Author of the article:Nelson BrancoPublishing date:Jun 05, 2017 • June 5, 2017 • 3 minute read
NEW YORK – Will Arnett admits his Netflix series hit a little too close to home.
Arnett, who co-created, wrote, directed and produced Flaked, plays 40-year-old alcoholic man-child Chip.
In an interview with The Hollywood Reporter last year, the die-hard Maple Leafs fan candidly admitted he fell off the wagon while shooting the dramedy loosely based on his life.
The fact that the first day of shooting coincided with his 15-year-anniversary of being sober and that he was still grappling with the end of his nine-year marriage to Amy Poehler didn’t help. (The former spouses have two boys together: Archibald, 9; and Abel, 6.)
Arnett said, “As I was writing all this s— [on Flaked] and I start shooting it, I started getting confused about where I was at. Hardly anybody knows this, but I started drinking again.”
Fast forward a year later: Postmedia Network caught up with Arnett in New York City to find out how he’s doing and what we can expect for Chip in season two of the underrated series, now streaming on Netflix.
The good news? It turns out there might be a happy ending for Arnett and Chip.
“Chip’s living this inauthentic life,” explains the Toronto native of his character. “He created this persona to avoid who he really was. He reinvented himself in Venice – a place which is perfect transform. Venice has rapidly changed over the past 15 years since I lived there. I thought it was a perfect backdrop for the character to explore himself. Everything seems sunny and nice but there’s (a dark underbelly) to it. We liked the idea of this kind of world and character intersecting.”

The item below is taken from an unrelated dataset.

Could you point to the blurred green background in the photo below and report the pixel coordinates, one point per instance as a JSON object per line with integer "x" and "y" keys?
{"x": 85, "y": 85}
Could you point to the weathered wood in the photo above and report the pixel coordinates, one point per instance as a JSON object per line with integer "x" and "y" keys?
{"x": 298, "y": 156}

Since Flaked’s narrative was so personal and semi-autobiographical, does Arnett recommend turning pain and pathos into art? Did it save him money on therapy?

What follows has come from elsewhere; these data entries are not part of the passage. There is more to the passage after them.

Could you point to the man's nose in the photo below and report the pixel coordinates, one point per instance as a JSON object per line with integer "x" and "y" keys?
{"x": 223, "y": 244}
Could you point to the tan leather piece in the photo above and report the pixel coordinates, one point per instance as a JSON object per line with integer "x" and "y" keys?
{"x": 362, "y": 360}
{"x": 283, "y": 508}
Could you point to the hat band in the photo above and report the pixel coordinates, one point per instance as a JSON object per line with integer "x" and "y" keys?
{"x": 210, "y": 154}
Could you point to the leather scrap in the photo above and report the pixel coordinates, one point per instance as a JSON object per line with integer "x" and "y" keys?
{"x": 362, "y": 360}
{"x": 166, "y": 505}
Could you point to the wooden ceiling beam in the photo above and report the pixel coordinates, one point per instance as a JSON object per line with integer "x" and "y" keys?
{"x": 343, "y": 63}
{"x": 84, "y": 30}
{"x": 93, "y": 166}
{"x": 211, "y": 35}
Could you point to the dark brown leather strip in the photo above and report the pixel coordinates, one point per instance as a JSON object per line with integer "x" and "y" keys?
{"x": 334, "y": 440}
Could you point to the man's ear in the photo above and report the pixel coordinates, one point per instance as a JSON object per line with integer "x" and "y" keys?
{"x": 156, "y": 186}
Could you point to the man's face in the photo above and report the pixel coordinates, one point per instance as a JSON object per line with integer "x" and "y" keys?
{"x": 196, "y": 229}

“It’s scary,” admits Arnett. “Especially when it’s relevant to your own life and you’re offering that kind of brutal honesty to an audience. But it’s not therapy. It’s the sloppiest form of therapy, to be honest. Sharing on Flaked wasn’t my original aim but I felt it was incumbent on me to be as honest as I could through this character.”
One of the reasons Arnett opened up to the press about his personal struggles was because of the show’s harsh reviews by critics.
He recounts, “I did it because I was angry at certain bulls— reviewers who will remain anonymous (coughs) – The Hollywood Reporter – (laughs) who said it wasn’t realistic. The bad reviews took exception with the fact that these middle-aged guys are riding around on their bikes dating 20-year-old girls in Venice. I said, ‘Hey man, you don’t know my experience. This actually happened. The people based on these characters still live like that.’ We weren’t condoning that kind of behaviour; we were just saying it happens (with lost people). We always knew we were going to see the flip side of their journey in season two. We see Chip really bottom out and then, he really starts to rebuild his life for the first time authentically. So I felt like, “OK, I’m going to be completely honest with the press and share my experience.” It was a little scary. I don’t necessarily enjoy talking about my life in a personal way. I’d much rather do so subtly through my characters.”
The 47-year-old also took issue with some who said the show wasn’t funny enough.
“We didn’t want it to be a straight comedy or drama,” he defends. “Some of the comedy is dry, yes. Our characters tell bad jokes to each other – and some viewers have said, ‘Why did you put that in? It’s not funny!’ But we wanted to show that people also tell bad jokes in real life. I don’t find it authentic when everyone is funny on TV and film. In real life, some of us tell bad jokes to relate to each other.”
Luckily, Arnett is back on a project everyone loves unconditionally. Arrested Development was green lit for a fifth season which will also stream on Netflix. But there is still some question if Flaked will be renewed for another season.
“If they want us to tell more about these characters, we definitely have more for a third season,” pitches Arnett. “It’s like an indie film told over multiple episodes. We’re making a show we want to watch – it’s not for everyone.”